Cherif-Touré Mamam

Personal information
- Full name: Cherif-Touré Mamam
- Date of birth: 13 January 1978 (age 48)
- Place of birth: Mango, Togo
- Height: 1.84 m (6 ft 0 in)
- Position: Midfielder

Youth career
- 0000–1996: EF Lomé

Senior career*
- Years: Team / Apps / (Gls)
- 1996–1998: Eintracht Frankfurt
- 1998–1999: Marseille
- 1999–2000: Al-Jazeera
- 2000: Al-Nasr
- 2001: Hannover 96 / 3 / (0)
- 2001–2005: Livingston / 31 / (3)
- 2005–2006: Metz / 10 / (0)
- 2006–2007: Rapid București / 0 / (0)
- 2007–2008: Al-Jazeera / 16 / (3)
- 2008–2011: MC Alger / 7 / (0)
- 2009: → Al-Oruba (loan) / 18 / (0)

International career
- 1998–2009: Togo / 47 / (7)

= Chérif Touré Mamam =

Togolese footballer

Cherif-Touré Mamam (born 13 January 1978) is a Togolese former professional footballer who played as a midfielder for the Togo national team.

==Club career==
During his time at Livingston, Touré wore number 91. This is said to be his lucky number from his childhood as he had a basketball shirt bearing that number. He also had "Sheriff" on the shirt but the Scottish Premier League ordered him to use his real name. His most memorable moment at Livingston was scoring twice in a 5–1 win at Motherwell in October 2002.

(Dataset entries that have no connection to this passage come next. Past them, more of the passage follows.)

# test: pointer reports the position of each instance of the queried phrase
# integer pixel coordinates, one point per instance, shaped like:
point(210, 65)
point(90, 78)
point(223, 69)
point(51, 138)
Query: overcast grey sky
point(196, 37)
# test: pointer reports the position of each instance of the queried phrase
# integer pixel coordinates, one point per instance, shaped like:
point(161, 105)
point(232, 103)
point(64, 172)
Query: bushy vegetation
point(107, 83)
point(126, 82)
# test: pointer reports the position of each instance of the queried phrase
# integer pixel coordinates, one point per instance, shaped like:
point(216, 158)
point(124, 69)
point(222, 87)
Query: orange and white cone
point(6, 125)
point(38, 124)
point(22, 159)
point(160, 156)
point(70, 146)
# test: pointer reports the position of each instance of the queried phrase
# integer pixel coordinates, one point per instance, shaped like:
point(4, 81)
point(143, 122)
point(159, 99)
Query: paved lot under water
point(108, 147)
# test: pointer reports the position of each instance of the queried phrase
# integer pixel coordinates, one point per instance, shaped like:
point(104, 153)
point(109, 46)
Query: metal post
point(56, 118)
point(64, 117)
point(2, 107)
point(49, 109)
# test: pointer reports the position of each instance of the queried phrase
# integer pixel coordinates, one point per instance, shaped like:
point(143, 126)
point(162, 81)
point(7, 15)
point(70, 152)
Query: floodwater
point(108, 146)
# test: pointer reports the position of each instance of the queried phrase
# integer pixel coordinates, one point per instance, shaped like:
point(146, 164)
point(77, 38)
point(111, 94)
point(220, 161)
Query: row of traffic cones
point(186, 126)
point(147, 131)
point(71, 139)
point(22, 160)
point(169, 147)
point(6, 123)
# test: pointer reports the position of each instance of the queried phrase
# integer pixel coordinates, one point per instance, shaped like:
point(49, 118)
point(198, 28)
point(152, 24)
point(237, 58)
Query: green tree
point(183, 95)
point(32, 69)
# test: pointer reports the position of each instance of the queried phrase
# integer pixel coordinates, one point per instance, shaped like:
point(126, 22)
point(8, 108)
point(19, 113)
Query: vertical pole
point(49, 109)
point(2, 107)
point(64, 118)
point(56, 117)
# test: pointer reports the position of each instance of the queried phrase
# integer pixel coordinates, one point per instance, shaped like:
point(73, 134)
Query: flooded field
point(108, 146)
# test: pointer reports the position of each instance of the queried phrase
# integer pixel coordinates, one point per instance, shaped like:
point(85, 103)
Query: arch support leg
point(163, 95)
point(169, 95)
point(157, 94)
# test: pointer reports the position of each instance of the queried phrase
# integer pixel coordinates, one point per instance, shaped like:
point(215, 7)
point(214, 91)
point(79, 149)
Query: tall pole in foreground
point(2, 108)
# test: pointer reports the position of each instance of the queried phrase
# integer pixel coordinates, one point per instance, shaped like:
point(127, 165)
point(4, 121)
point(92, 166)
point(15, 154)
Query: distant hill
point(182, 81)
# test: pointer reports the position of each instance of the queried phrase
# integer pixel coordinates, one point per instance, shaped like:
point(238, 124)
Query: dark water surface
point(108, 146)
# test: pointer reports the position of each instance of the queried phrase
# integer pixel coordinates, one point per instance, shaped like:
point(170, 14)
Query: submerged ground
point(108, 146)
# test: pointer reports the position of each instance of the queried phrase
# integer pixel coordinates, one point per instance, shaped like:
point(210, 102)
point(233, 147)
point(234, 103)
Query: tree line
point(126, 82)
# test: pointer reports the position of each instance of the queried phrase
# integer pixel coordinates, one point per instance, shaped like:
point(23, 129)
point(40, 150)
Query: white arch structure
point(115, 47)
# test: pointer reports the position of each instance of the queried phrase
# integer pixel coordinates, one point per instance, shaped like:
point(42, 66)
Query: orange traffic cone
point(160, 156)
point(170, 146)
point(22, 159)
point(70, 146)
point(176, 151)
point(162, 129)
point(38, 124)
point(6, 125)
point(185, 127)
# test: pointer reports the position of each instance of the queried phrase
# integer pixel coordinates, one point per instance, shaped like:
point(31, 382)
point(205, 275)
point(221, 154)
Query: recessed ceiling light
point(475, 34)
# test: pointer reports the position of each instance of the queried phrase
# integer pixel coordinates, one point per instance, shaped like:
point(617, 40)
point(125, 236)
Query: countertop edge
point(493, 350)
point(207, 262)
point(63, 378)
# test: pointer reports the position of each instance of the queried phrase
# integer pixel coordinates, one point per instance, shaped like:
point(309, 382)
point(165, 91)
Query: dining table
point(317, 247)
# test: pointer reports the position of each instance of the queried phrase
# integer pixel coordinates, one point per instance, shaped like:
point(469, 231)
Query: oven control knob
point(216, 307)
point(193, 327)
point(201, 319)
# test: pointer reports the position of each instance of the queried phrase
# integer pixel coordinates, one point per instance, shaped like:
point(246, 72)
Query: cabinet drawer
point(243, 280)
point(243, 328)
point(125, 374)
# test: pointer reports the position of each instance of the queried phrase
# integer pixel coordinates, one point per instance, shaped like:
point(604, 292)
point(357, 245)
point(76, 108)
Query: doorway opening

Touré was in January 2005 on a trial with Norwegian club SK Brann, where he claimed that he was born in 1985 and that he had never played for any clubs in Europe, despite having previously played for the Scottish side Livingston where he was registered as born in 1981. One of Brann's players, Charlie Miller who had previously played for Dundee United, asked him if he was the same player as the one who used to play for Livingston, but Toure denied this.

==International career==
Touré was a member of the Togo national team and played in the 1998, 2000, 2006 African Cup of Nations, and was called up to the 2006 World Cup in Germany.

==Personal life==
His brother Souleymane Mamam played for the Togo national team. Although Mamam is the family name, Cherif Touré had his Christian names on the back of his shirt.